Samir Horn (Don Cheadle) is a former U.S. special operations officer who we encounter arranging an arms deal with Omar (Saïd Taghmaoui), terrorist leader of the Islamic brotherhood. When both are captured and imprisoned in a Yemeni jail, Samir’s devout Islamic faith impresses Omar who gets Samir out of jail and into terrorism. 


While in many ways //Traitor// is a classic international thriller, flitting between London, Marseilles, Nice, Paris, Chicago, Canada and the Yemen, it sets its sights far higher. Playing with the obvious audience assumption that Samir is the titular traitor, the film’s essential drive is to resolve who, and what, he betrays. 


This narrative uncertainty lends itself to some perceived moral ambiguity that has attracted criticism in the US.  Samir is a terrorist but, as impressively played by Cheadle, is a devout, intelligent and complex character whose motivations are unclear.  


In one scene the terrorists even compare the US’s struggle for independence with their own cause.  There is, however, a difference between portraying a view, and supporting it. In this sense the film’s aim is informed and realistic subjectivity, rather than moral relativism. 
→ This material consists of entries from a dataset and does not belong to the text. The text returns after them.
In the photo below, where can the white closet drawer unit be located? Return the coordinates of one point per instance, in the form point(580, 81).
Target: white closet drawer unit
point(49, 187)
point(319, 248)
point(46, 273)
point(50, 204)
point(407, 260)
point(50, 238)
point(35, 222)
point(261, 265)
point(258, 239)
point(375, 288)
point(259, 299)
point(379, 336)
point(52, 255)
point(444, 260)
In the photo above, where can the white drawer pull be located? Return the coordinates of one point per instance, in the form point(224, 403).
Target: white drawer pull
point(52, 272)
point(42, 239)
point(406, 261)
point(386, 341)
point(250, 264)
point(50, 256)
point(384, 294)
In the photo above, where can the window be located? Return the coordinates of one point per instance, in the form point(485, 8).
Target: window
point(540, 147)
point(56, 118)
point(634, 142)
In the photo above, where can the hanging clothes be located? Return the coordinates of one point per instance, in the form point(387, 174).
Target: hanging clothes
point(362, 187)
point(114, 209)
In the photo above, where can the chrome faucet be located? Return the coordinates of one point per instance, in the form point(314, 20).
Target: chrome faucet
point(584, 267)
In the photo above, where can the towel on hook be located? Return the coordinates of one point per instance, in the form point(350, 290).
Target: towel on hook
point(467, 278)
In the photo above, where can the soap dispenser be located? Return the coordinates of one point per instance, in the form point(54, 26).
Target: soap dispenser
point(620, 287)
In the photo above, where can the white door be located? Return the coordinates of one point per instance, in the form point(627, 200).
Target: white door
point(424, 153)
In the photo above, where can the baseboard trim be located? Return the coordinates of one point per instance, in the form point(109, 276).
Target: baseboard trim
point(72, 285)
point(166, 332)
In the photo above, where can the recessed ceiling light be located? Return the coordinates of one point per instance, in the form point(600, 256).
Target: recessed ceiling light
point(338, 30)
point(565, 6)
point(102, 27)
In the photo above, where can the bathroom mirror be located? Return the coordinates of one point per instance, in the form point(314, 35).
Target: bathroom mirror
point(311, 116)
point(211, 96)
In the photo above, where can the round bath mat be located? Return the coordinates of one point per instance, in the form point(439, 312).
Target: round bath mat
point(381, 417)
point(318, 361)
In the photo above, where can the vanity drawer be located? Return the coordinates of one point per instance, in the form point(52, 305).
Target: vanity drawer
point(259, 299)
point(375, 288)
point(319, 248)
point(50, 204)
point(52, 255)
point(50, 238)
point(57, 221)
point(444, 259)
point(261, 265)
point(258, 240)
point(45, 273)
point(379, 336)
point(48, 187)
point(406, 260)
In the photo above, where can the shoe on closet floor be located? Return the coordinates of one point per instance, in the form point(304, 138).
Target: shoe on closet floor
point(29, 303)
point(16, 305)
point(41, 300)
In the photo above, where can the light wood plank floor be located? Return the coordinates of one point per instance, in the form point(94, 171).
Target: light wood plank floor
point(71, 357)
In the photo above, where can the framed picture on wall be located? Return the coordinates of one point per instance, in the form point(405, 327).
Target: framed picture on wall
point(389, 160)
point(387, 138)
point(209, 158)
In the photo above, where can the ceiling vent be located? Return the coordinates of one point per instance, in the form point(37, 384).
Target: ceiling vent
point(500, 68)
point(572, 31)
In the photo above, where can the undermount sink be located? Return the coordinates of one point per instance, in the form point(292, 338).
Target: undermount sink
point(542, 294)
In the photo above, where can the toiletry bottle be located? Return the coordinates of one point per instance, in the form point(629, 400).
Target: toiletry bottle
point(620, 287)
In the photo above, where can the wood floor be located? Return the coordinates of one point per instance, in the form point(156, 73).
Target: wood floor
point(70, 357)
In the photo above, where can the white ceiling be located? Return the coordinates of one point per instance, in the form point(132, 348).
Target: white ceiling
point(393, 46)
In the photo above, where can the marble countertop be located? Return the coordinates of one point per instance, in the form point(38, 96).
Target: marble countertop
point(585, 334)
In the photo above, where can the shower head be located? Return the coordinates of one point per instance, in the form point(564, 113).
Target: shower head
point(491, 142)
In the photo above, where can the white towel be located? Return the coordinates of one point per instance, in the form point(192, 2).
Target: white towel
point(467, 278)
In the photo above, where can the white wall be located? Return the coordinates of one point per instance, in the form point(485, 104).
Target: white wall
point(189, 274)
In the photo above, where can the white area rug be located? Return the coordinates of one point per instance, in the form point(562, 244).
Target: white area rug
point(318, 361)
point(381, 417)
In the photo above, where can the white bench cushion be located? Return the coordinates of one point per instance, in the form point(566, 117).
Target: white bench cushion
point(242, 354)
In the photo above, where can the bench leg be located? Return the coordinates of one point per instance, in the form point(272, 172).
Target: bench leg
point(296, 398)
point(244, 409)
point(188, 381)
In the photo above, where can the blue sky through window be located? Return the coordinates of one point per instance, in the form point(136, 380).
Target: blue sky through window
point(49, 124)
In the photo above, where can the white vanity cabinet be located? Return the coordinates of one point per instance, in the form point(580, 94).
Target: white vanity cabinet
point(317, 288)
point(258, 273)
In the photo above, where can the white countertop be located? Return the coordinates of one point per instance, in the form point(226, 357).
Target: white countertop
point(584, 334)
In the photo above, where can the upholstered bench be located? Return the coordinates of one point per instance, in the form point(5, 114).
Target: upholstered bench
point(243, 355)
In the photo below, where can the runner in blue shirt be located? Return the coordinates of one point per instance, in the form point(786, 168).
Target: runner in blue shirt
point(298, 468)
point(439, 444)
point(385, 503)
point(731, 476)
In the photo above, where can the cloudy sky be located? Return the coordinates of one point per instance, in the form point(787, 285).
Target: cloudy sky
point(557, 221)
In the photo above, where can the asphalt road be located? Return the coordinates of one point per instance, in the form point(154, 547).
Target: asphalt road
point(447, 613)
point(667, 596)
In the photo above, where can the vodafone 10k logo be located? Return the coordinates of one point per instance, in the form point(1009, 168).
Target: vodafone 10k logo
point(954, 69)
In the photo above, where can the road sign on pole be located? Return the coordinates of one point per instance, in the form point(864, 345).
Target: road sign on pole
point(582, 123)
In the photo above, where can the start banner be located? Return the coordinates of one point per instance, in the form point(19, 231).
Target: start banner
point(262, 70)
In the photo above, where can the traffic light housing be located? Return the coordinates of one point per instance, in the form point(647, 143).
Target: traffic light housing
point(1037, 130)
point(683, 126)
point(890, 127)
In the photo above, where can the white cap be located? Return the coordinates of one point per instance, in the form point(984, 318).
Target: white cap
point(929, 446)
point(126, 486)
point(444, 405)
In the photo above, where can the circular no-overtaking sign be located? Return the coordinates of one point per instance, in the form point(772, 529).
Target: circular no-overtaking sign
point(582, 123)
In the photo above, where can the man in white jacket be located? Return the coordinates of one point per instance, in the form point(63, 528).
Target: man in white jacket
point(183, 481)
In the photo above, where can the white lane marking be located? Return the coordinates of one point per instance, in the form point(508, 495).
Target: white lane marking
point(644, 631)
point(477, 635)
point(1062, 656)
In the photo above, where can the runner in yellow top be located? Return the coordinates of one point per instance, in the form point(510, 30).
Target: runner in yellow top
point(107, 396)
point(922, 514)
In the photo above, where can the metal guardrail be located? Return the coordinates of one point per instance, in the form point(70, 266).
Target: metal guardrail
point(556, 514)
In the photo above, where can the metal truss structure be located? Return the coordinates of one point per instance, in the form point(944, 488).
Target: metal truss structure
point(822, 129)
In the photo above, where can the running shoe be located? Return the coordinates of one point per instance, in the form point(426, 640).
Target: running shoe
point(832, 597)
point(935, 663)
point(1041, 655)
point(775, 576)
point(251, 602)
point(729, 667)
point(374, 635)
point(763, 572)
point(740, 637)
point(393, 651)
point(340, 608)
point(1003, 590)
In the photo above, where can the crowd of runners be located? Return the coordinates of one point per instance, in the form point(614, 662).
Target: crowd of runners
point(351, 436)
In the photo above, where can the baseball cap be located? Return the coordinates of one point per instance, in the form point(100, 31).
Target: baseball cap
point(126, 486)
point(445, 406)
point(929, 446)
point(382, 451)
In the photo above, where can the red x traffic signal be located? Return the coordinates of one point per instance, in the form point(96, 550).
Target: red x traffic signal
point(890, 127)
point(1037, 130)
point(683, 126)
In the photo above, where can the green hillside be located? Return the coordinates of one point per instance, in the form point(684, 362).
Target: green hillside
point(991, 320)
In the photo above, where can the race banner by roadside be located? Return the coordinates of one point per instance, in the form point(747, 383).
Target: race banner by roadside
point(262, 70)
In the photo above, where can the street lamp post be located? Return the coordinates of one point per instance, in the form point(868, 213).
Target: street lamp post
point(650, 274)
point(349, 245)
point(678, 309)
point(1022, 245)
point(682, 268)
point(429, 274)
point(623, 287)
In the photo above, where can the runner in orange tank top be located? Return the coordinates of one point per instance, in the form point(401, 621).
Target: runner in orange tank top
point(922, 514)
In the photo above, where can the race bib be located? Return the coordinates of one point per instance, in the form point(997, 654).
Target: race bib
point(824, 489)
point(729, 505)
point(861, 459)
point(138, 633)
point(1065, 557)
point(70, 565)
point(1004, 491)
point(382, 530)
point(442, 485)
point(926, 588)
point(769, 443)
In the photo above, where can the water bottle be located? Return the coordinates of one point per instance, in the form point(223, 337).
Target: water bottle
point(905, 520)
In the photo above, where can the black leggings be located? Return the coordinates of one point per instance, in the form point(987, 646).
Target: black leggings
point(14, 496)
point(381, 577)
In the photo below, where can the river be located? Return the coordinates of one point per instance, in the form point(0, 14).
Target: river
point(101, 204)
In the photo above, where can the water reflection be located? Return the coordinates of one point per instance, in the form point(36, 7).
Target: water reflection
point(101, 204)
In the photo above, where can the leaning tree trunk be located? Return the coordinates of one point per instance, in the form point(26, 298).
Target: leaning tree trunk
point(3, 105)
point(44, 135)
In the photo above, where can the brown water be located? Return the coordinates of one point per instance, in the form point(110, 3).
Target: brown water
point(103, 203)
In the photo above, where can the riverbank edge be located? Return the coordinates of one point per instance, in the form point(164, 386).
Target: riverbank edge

Well-worn genre roles – Guy Jackman’s straight-arrow FBI agent and Jeff Daniels’ murky contractor chief amongst them – hint at implicit US soul-searching, but the moral debate remains ostensibly with Samir’s struggle to reconcile his faith, which teaches that ‘to kill an innocent person is to kill all mankind’, with moral action. 


But perhaps the most interesting question, if one uncomfortable to answer, is whether the US would be making such films had 9/11 not happened?